Гордон продефилировал к столу и с сомнением взглянул на лежащее перед ним полотно.
— А это, — продолжал Шейн, беря художника под руку, — хорошо известный живописец и критик… мистер Пелхэм Джойс.
Джойс сдержанно кивнул. Хендерсон радушно протянул ему руку и приветливо улыбнулся.
— Пелхэм Джойс? Неужели это вы, сэр?
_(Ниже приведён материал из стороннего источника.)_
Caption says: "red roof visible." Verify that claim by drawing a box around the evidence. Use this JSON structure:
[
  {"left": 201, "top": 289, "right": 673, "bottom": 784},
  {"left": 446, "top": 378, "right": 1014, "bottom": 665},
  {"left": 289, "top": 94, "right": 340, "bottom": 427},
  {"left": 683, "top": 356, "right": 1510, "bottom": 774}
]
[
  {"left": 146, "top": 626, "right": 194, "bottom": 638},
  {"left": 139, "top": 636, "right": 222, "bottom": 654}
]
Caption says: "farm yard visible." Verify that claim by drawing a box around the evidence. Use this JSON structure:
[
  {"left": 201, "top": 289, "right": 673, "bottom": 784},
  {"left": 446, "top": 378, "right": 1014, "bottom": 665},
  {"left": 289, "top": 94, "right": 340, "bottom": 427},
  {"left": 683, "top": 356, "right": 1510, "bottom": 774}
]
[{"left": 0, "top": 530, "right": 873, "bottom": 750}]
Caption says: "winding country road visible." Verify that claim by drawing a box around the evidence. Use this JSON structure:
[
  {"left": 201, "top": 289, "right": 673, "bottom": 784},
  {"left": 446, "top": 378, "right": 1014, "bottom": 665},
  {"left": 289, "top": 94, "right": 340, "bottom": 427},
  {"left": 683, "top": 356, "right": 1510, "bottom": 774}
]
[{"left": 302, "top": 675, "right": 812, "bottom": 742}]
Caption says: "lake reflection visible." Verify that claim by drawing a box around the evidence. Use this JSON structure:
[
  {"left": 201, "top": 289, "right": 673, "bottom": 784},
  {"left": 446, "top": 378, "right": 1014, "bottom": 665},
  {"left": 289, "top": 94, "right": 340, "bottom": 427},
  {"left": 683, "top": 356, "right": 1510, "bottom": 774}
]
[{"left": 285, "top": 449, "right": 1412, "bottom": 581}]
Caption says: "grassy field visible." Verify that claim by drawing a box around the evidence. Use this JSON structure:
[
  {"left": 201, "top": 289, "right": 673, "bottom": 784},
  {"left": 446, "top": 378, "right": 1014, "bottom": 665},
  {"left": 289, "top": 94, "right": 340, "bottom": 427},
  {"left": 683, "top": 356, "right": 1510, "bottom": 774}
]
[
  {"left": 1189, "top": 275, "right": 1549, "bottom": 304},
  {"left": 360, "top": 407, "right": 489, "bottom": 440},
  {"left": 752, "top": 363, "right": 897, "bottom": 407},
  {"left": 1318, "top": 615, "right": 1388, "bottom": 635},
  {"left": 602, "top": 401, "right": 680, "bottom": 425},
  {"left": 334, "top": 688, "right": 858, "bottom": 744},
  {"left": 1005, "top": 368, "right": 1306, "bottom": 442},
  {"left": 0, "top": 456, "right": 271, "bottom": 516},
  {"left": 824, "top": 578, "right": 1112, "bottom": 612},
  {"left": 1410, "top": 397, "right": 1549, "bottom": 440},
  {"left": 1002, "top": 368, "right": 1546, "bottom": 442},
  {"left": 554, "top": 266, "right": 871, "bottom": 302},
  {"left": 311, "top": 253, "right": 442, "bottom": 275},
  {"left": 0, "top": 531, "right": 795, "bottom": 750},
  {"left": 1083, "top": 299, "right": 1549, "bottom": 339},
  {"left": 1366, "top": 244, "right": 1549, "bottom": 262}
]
Я счастлив, что имею возможность познакомиться со столь выдающимся живописцем.
— Вы делаете мне честь, — отвечал тот в тон эксперту. — Что означают все эти переговоры о находке подлинного полотна Рафаэля?
— Взгляните сами, сэр, — отвечал Хендерсон, отступая в сторону и давая Джойсу возможность подойти к картине. Дик благоразумно остался в стороне, предварительно обменявшись неприязненным взглядом с Оскаром.
Джойс наклонился над столом и внимательно осмотрел картину. Глядя на него, трудно было представить, что всего лишь пару часов назад он держал ее в своих руках. Его губы вздрогнули и он благоговейно произнес только одно слово:
— Рафаэль!
— Мне удалось провезти это полотно в страну, имитировав подпись Робертсона над рукой Мастера, — гордо пояснил Хендерсон. — Я только что собственными руками удалил эту мазню.
Голос Джойса дрожал от волнения, когда, повернувшись к Гордону, он произнес:
— Ручаюсь, что это подлинник Рафаэля.
— Вы гарантируете мне это, мистер Джойс? — спросил Гордон недоверчиво.
— Нет и тени сомнения, — вполне искренне заверил его художник.
— Очень хорошо, — губы Гордона скривились, когда он повернулся к детективу. — Хотя мне и противно иметь с вами дело, Шейн…
Детектив остановил его движением руки и многозначительно кивнул в сторону двери. Секунду поколебавшись, Гордон вышел за детективом в холл. Капельки пота выступили на лбу Шейна, когда он выразительно протянул руку. Это был критический момент. Если бы ему удалось незаметно получить деньги…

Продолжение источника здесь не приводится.